The podcast pilot episode was shared with test listeners this week. The response was overwhelming. Military wives, food enthusiasts, mothers, and a surprising number of people who said 'I don't cook and I don't know any military families, but I cried during the pot roast episode.' The pot roast episode makes everyone cry. The headnote about Kandahar, told in my voice, over the sound of the sear. The sizzle and the story and the silence afterward. Sarah forwarded the best feedback: 'I was driving and had to pull over because I was crying too hard. Then I went home and made pot roast for the first time in my life. It was terrible. But I made it.' She made it. A stranger made pot roast because my voice told her to.

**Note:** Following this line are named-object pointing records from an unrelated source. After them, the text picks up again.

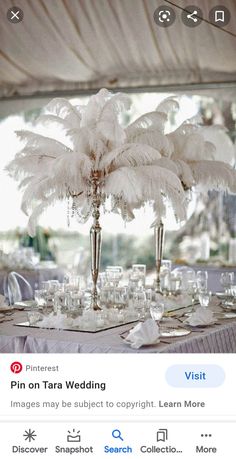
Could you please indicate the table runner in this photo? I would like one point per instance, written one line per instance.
(220, 338)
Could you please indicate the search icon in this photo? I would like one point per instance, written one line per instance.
(117, 434)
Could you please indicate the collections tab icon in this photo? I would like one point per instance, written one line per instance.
(162, 435)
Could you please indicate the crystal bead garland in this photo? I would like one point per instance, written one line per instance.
(95, 235)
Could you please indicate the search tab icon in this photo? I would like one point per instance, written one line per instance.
(116, 433)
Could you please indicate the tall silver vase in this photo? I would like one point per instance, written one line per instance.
(159, 242)
(95, 238)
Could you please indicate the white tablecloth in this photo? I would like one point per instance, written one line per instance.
(220, 338)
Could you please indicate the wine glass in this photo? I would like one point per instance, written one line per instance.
(157, 311)
(202, 281)
(227, 280)
(204, 299)
(139, 302)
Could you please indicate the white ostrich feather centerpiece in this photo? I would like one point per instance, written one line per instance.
(125, 160)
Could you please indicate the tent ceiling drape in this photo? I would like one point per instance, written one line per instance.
(82, 44)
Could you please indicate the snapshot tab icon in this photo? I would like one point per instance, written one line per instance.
(164, 16)
(192, 16)
(74, 436)
(220, 16)
(15, 15)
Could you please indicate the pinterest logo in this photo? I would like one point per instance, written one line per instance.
(16, 367)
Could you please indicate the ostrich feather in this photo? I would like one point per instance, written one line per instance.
(107, 123)
(133, 154)
(49, 120)
(196, 148)
(153, 138)
(152, 119)
(96, 141)
(42, 144)
(146, 183)
(185, 173)
(38, 210)
(168, 105)
(212, 175)
(168, 164)
(224, 148)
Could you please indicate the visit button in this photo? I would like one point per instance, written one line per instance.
(199, 376)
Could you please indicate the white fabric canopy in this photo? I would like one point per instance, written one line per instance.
(76, 44)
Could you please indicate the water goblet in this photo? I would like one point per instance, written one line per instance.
(227, 280)
(157, 310)
(140, 270)
(139, 302)
(204, 299)
(202, 281)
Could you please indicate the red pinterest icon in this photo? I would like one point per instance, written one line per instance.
(16, 367)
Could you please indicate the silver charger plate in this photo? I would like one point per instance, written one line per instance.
(174, 332)
(75, 329)
(225, 315)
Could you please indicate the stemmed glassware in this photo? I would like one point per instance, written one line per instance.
(227, 280)
(204, 299)
(202, 281)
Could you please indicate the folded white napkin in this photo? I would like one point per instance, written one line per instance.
(181, 301)
(143, 333)
(202, 316)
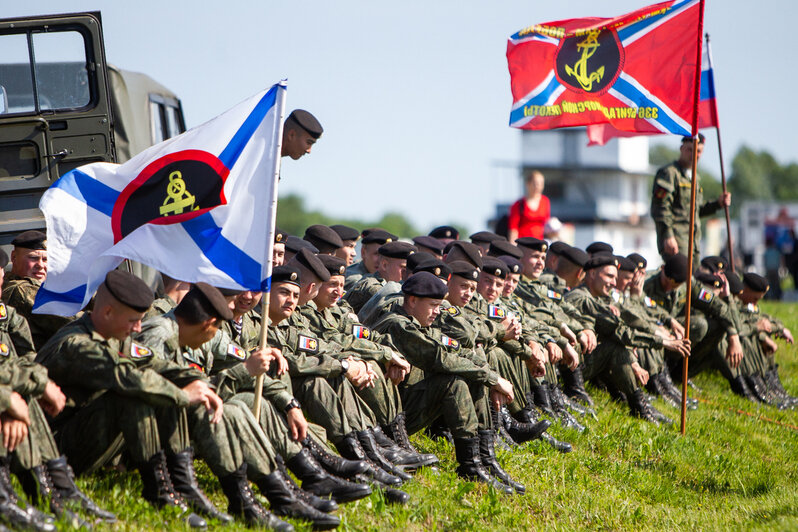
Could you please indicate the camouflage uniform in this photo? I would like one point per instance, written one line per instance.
(446, 379)
(670, 208)
(20, 293)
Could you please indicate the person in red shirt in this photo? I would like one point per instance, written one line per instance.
(528, 215)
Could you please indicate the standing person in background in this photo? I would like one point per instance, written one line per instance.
(529, 215)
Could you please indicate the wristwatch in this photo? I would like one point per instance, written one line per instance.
(292, 404)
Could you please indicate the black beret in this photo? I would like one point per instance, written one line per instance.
(574, 255)
(461, 250)
(498, 248)
(294, 244)
(129, 290)
(345, 232)
(436, 267)
(735, 283)
(493, 266)
(532, 243)
(600, 260)
(425, 284)
(429, 242)
(708, 279)
(464, 269)
(626, 265)
(485, 237)
(378, 236)
(599, 247)
(286, 274)
(310, 261)
(755, 282)
(512, 263)
(639, 260)
(397, 250)
(714, 263)
(306, 121)
(323, 237)
(30, 240)
(445, 231)
(279, 236)
(334, 265)
(558, 247)
(676, 268)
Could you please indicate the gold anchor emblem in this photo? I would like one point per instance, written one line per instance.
(178, 199)
(579, 70)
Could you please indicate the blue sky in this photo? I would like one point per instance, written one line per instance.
(414, 96)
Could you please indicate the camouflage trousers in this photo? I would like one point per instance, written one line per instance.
(464, 405)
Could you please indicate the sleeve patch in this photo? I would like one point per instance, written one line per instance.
(308, 344)
(139, 351)
(495, 311)
(236, 352)
(361, 331)
(450, 342)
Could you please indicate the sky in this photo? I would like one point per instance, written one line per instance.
(415, 96)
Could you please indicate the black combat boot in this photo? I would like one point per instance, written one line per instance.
(739, 387)
(317, 481)
(19, 518)
(184, 480)
(487, 455)
(284, 503)
(523, 432)
(38, 485)
(242, 503)
(333, 463)
(397, 431)
(470, 466)
(157, 489)
(325, 505)
(574, 385)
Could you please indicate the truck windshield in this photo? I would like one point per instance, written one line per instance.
(43, 72)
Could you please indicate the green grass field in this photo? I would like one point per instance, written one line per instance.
(731, 471)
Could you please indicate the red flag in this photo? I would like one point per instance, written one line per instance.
(635, 72)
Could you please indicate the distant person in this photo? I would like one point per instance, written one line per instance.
(528, 216)
(670, 203)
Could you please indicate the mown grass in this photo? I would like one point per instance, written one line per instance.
(730, 471)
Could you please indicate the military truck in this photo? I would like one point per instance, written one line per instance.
(63, 106)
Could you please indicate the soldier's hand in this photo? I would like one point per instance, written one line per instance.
(568, 334)
(19, 408)
(641, 375)
(554, 352)
(53, 399)
(504, 388)
(14, 431)
(297, 424)
(570, 357)
(587, 339)
(677, 328)
(734, 352)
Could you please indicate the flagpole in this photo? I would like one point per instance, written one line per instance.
(720, 156)
(691, 244)
(277, 142)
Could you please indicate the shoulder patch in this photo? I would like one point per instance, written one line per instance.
(450, 342)
(495, 311)
(361, 331)
(236, 352)
(308, 344)
(705, 295)
(139, 351)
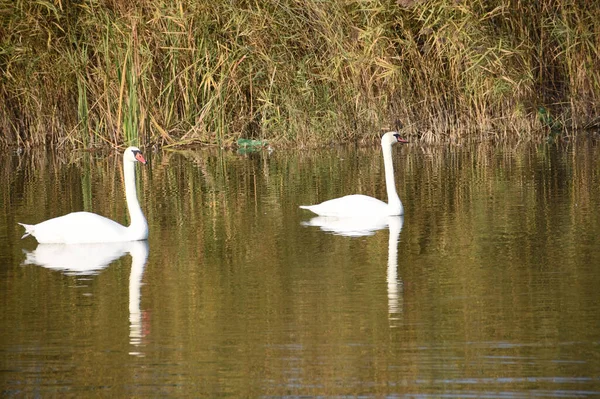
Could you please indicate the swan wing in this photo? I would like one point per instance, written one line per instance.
(356, 205)
(78, 228)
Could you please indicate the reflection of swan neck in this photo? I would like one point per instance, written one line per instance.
(394, 284)
(390, 183)
(139, 255)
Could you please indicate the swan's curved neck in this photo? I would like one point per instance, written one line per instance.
(394, 202)
(138, 221)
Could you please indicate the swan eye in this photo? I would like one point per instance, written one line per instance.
(138, 156)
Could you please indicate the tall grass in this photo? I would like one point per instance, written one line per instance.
(303, 72)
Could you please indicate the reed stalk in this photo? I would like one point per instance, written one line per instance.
(295, 72)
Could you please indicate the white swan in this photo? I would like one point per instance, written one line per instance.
(358, 205)
(86, 227)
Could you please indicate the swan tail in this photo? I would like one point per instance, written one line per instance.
(28, 229)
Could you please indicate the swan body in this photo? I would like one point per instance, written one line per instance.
(87, 227)
(358, 205)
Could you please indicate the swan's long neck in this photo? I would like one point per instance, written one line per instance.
(138, 222)
(394, 202)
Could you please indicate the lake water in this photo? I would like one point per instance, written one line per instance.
(489, 286)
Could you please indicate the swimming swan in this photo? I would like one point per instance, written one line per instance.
(86, 227)
(358, 205)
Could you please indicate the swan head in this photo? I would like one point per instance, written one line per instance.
(391, 138)
(133, 154)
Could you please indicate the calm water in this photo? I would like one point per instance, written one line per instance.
(488, 287)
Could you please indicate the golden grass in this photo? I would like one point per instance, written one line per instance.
(305, 73)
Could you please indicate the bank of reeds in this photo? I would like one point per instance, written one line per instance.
(305, 72)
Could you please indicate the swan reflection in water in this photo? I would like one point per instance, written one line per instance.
(91, 259)
(360, 227)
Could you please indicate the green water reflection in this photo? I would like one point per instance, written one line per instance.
(488, 286)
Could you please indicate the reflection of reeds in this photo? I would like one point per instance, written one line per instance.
(227, 250)
(311, 72)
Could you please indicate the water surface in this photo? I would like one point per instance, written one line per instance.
(487, 287)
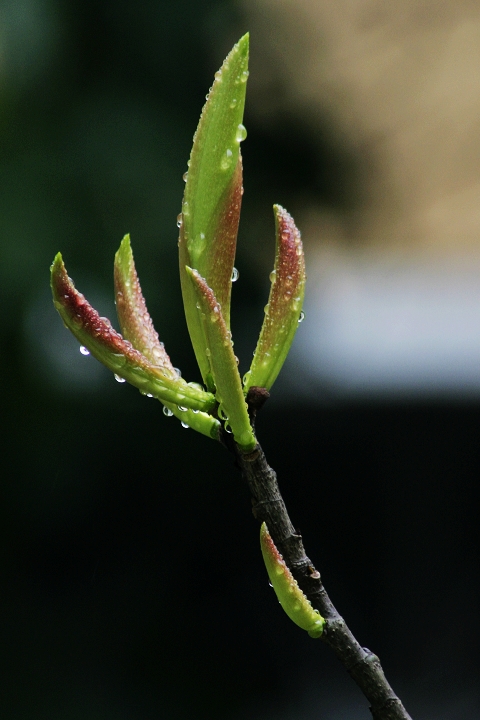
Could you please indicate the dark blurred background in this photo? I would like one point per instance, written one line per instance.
(132, 582)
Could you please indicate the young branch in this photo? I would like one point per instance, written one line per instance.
(268, 506)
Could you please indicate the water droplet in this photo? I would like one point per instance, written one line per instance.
(221, 414)
(226, 160)
(241, 133)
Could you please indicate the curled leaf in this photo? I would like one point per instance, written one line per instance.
(283, 312)
(135, 321)
(290, 596)
(117, 354)
(223, 363)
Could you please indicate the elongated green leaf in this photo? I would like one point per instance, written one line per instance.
(291, 598)
(213, 193)
(116, 353)
(223, 363)
(137, 327)
(135, 321)
(283, 312)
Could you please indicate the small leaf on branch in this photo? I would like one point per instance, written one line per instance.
(117, 354)
(223, 363)
(135, 321)
(291, 598)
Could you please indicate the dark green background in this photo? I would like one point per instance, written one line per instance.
(132, 584)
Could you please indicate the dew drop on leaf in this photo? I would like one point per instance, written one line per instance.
(241, 133)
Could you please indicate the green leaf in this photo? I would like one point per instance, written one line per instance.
(290, 596)
(135, 321)
(116, 353)
(201, 422)
(223, 362)
(284, 309)
(137, 327)
(213, 193)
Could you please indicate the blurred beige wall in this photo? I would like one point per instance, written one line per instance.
(400, 82)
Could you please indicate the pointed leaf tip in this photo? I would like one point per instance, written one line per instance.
(284, 308)
(135, 321)
(213, 193)
(223, 363)
(117, 354)
(290, 596)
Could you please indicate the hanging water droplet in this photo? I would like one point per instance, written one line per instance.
(241, 133)
(226, 160)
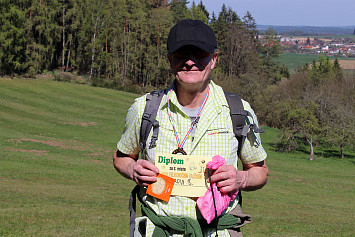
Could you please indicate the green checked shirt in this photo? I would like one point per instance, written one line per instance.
(214, 136)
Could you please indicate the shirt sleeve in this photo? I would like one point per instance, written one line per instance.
(129, 142)
(252, 150)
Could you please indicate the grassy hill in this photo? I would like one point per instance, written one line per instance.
(57, 178)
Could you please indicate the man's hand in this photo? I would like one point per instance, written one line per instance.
(144, 173)
(140, 171)
(230, 180)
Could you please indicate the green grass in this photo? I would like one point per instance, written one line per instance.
(57, 178)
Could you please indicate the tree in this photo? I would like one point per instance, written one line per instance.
(12, 39)
(198, 13)
(179, 10)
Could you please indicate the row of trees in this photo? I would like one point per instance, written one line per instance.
(118, 43)
(123, 41)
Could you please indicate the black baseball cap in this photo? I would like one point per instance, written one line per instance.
(191, 32)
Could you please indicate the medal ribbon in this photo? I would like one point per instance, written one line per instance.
(181, 144)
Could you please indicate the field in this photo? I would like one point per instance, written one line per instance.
(57, 178)
(294, 61)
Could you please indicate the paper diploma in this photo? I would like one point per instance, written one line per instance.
(189, 173)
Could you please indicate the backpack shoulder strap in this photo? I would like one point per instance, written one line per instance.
(148, 119)
(240, 120)
(237, 115)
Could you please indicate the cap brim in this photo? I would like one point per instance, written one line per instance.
(200, 45)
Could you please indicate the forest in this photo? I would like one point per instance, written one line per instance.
(122, 44)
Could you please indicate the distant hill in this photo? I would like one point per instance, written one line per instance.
(309, 29)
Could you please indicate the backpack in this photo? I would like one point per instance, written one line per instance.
(240, 121)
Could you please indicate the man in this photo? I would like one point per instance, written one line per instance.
(194, 119)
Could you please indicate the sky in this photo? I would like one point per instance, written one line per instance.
(290, 13)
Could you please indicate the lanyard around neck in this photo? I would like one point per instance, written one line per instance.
(181, 144)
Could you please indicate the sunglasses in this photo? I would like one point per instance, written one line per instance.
(191, 51)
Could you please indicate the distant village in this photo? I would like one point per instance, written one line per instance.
(341, 47)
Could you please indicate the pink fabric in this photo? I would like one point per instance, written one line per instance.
(205, 203)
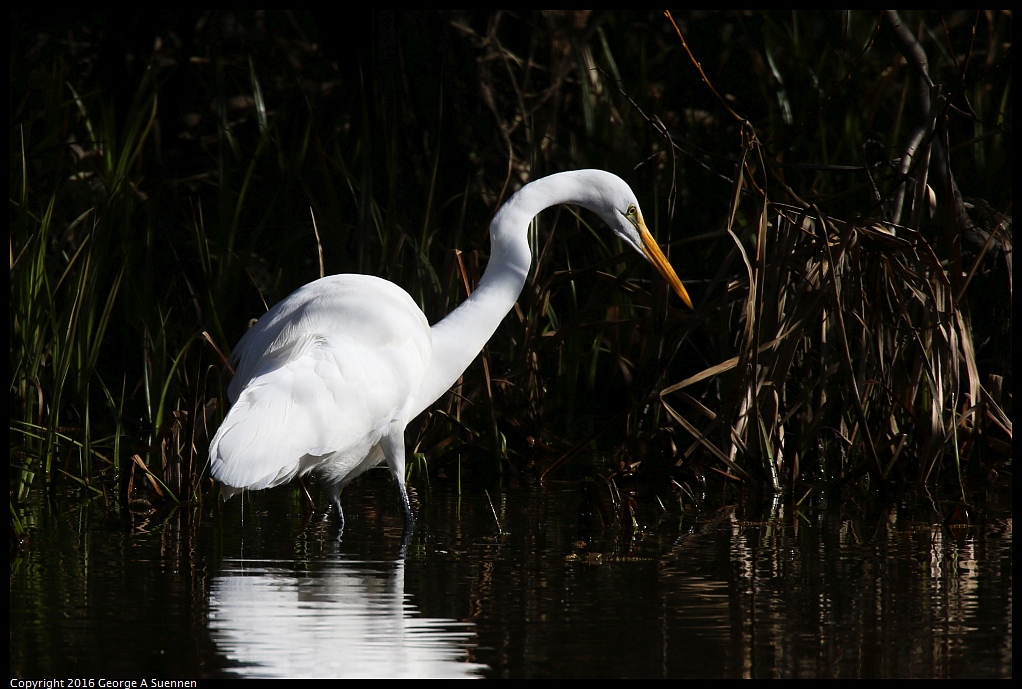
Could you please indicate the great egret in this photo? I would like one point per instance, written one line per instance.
(328, 378)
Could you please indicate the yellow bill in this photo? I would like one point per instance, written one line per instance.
(659, 261)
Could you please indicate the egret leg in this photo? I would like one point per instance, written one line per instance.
(393, 450)
(334, 492)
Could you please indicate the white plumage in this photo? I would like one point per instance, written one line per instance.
(328, 378)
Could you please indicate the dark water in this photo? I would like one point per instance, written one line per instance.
(778, 592)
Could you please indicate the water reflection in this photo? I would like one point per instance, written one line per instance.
(342, 621)
(824, 589)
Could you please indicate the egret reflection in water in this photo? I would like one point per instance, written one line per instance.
(351, 619)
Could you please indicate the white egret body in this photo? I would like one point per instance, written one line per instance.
(327, 380)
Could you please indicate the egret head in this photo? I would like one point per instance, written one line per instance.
(620, 211)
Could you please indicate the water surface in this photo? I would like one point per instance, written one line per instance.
(524, 585)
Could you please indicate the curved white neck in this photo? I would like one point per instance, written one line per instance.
(459, 337)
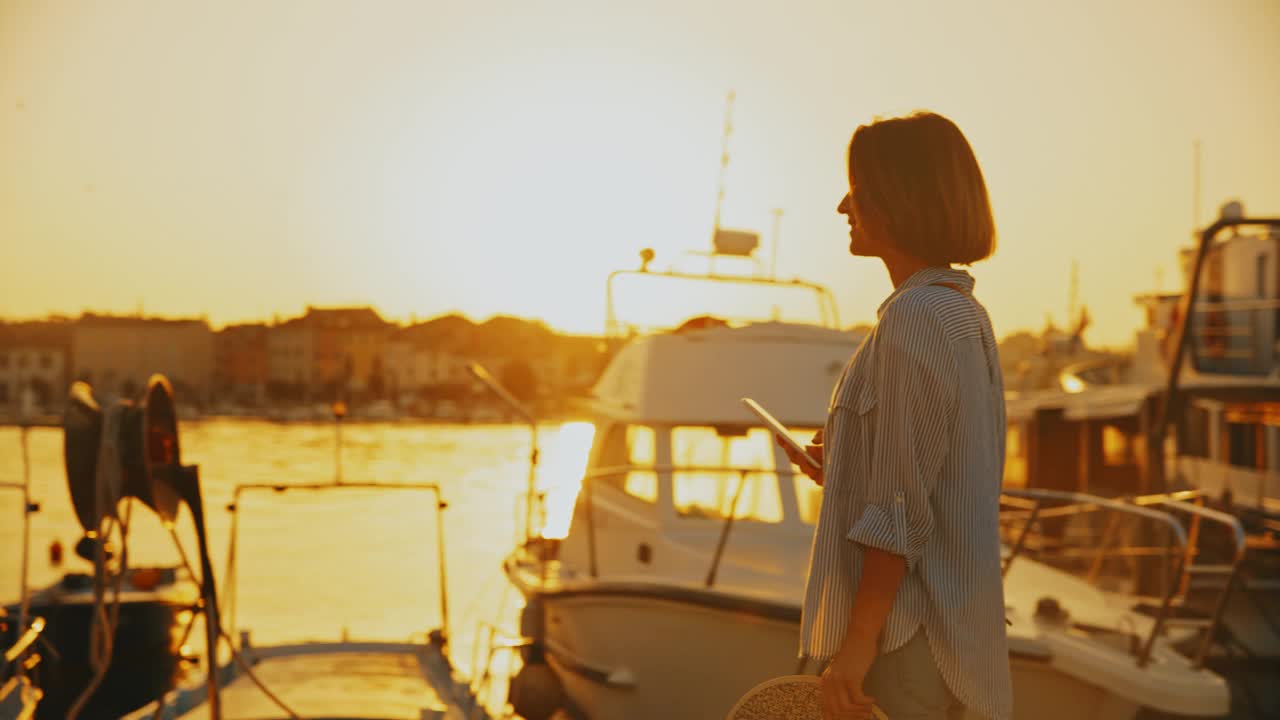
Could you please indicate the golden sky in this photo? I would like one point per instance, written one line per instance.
(243, 159)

The cookbook is recipes. The podcast is permission. Permission to try. Permission to fail. Permission to make terrible pot roast and eat it anyway because the cooking matters more than the result. Ryan listened to the episode. He sat at the kitchen table with earbuds and listened to thirty minutes of his wife talking about his family. 'You talked about Torres.' 'I did.' 'And Kandahar.' 'I did.' 'It's good, Rachel. It's really good.' 'Are you okay with it?' 'I'm okay with it. The counselor said telling the story is part of the healing. You're telling it for both of us.' Telling the story for both of us. The writer and the Marine. The voice and the silence. Made pot roast. Obviously. The recipe that makes everyone cry and then cook. The pilot. The crying stranger. The permission.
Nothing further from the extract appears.